Project Description:
We will test if strengthening the natural protective response seen in culture by adding exogenous VEGF-B may have the potential to be a disease modifying therapy in a pre-clinical model of Parkinson’s disease. We will inject VEGF-B into the brain and test this in a model treated with a neurotoxin (6-hydroxydopamine) that mimics Parkinson’s disease. We plan to further investigate the neuroprotective and neurorestorative potential of VEGF-B, by comparing it to GDNF, the gold standard neurotrophic factor for Parkinson’s disease research. We will evaluate the effectiveness by looking at movement symptoms with a battery of behavioral tests and counting the number and connectivity of dopamine-producing brain cells. We will evaluate the ability of VEGF-B to both protect against neurotoxin and restore neurotoxin-induced damage.

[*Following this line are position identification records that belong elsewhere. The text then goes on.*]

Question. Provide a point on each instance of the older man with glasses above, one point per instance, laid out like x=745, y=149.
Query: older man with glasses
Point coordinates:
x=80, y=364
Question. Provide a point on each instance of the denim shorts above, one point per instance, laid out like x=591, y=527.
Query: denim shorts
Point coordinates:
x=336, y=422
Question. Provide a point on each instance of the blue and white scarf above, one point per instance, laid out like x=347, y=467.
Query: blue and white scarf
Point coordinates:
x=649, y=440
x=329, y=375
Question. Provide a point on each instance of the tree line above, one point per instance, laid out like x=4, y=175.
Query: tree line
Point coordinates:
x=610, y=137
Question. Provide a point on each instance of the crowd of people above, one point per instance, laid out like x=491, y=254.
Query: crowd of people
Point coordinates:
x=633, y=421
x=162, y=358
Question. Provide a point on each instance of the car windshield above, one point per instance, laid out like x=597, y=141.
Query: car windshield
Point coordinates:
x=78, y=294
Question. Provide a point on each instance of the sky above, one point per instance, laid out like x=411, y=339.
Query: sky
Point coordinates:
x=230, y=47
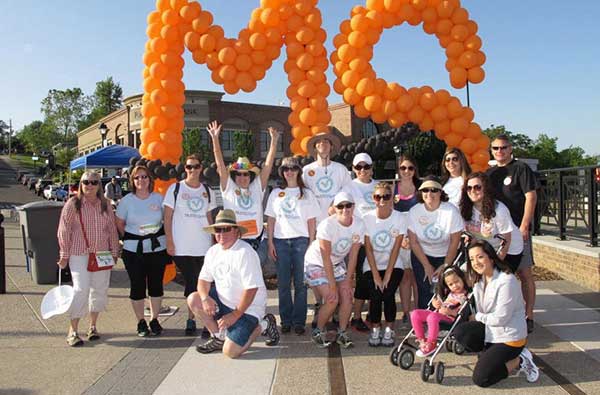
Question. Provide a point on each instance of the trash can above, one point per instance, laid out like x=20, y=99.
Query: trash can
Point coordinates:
x=39, y=224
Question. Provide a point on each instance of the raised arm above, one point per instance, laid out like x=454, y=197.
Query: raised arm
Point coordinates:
x=214, y=130
x=266, y=170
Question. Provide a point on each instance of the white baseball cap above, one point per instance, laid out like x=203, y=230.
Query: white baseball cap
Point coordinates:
x=362, y=157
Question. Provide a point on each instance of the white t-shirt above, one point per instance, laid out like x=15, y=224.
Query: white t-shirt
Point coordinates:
x=341, y=237
x=433, y=228
x=189, y=218
x=290, y=212
x=500, y=224
x=382, y=234
x=325, y=182
x=362, y=194
x=142, y=217
x=453, y=188
x=247, y=205
x=234, y=270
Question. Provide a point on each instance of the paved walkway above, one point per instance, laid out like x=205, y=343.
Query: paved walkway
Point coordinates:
x=34, y=358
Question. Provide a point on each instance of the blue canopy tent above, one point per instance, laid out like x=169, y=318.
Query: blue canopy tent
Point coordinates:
x=113, y=156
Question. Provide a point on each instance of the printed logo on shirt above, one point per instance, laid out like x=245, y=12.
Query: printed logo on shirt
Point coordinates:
x=433, y=232
x=324, y=184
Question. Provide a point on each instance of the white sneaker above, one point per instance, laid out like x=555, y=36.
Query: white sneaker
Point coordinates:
x=374, y=339
x=388, y=337
x=532, y=373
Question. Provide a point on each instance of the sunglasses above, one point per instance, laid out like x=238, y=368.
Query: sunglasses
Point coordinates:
x=385, y=197
x=500, y=147
x=223, y=229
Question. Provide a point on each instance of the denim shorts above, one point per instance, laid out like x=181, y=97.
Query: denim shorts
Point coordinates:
x=240, y=332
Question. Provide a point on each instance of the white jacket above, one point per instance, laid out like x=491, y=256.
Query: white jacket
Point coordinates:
x=501, y=308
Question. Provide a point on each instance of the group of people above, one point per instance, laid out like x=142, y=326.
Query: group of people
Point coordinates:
x=349, y=240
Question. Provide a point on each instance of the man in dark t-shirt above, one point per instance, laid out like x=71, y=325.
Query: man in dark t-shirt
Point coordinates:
x=515, y=185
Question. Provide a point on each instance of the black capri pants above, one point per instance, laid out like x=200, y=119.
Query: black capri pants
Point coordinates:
x=387, y=297
x=190, y=267
x=145, y=270
x=490, y=367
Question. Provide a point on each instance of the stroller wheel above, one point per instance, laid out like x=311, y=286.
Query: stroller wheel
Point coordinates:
x=407, y=359
x=458, y=348
x=394, y=356
x=439, y=372
x=426, y=370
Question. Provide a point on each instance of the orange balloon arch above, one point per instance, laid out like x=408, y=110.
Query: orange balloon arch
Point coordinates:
x=238, y=64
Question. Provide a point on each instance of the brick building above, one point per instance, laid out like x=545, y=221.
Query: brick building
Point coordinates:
x=124, y=125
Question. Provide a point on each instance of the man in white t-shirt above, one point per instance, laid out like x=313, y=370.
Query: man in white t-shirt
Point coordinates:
x=233, y=308
x=188, y=208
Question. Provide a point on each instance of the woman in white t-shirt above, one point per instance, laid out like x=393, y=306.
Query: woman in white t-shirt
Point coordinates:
x=383, y=269
x=338, y=236
x=140, y=221
x=434, y=228
x=455, y=170
x=291, y=224
x=486, y=217
x=243, y=185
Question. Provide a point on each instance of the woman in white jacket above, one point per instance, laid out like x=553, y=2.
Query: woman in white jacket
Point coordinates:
x=498, y=331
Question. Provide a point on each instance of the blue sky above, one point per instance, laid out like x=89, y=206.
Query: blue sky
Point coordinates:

Relevance to Diagnosis/Treatment of Parkinson’s Disease:
This project is directed at developing a novel approach to neuroprotective treatments for Parkinson disease. To date, most of the current studies testing neurotrophic agents have used members of the GDNF-family of growth factors as test agents; these are protein molecules related to “glial-derived neurotrophic factor” (GDNF). If our study is successful, VEGF-B could be added to the list of neuroprotective and/or neurorestorative factors, and further optimized as a novel gene therapy approach.
Anticipated Outcome:
After completion of this work we will be able to either validate, or disprove VEGF-B as a new target for therapeutic development in Parkinson’s disease. If validated we would then propose to make a standard type of gene therapy vector (an engineered virus that safely delivers genes to the brain) that will increase the levels of VEGF-B in the affected area in the brain, and test long-term efficacy and safety of this treatment.
Final Outcome
After previously discovering that the vascular endothelial growth factor, VEGF-B, acts as a natural response of brain cells to a neurotoxin that produces Parkinson’s disease in pre-clinical models, we now tested if strengthening the natural protective response seen in culture by adding exogenous VEGF-B may have the potential to be a disease modifying therapy in a pre-clinical model of Parkinson’s disease. In a 1st experiment we injected VEGF-B into the brain and tested this in pre-clinical models treated with a neurotoxin (6-hydroxydopamine) that mimics Parkinson’s disease. We evaluated the effectiveness by looking at movement symptoms with a battery of behavioral tests and counting the number and connectivity of dopamine-producing brain cells. VEGF-B was shown to be protective against the neurotoxin, it reduced behavioral deficits and partially protected neurons and connectivity. We are currently analyzing a 2nd experiment that tests the effectiveness of VEGF-B directly to GDNF, the gold standard neurotrophic factor for Parkinson’s disease research. Preliminary behavioral data support a modest neuroprotective effect by VEGF-B that was statistically not different from the effect of GDNF. We will further test if VEGF-B is also able to restore neurotoxin-induced damage, as has been shown by GDNF.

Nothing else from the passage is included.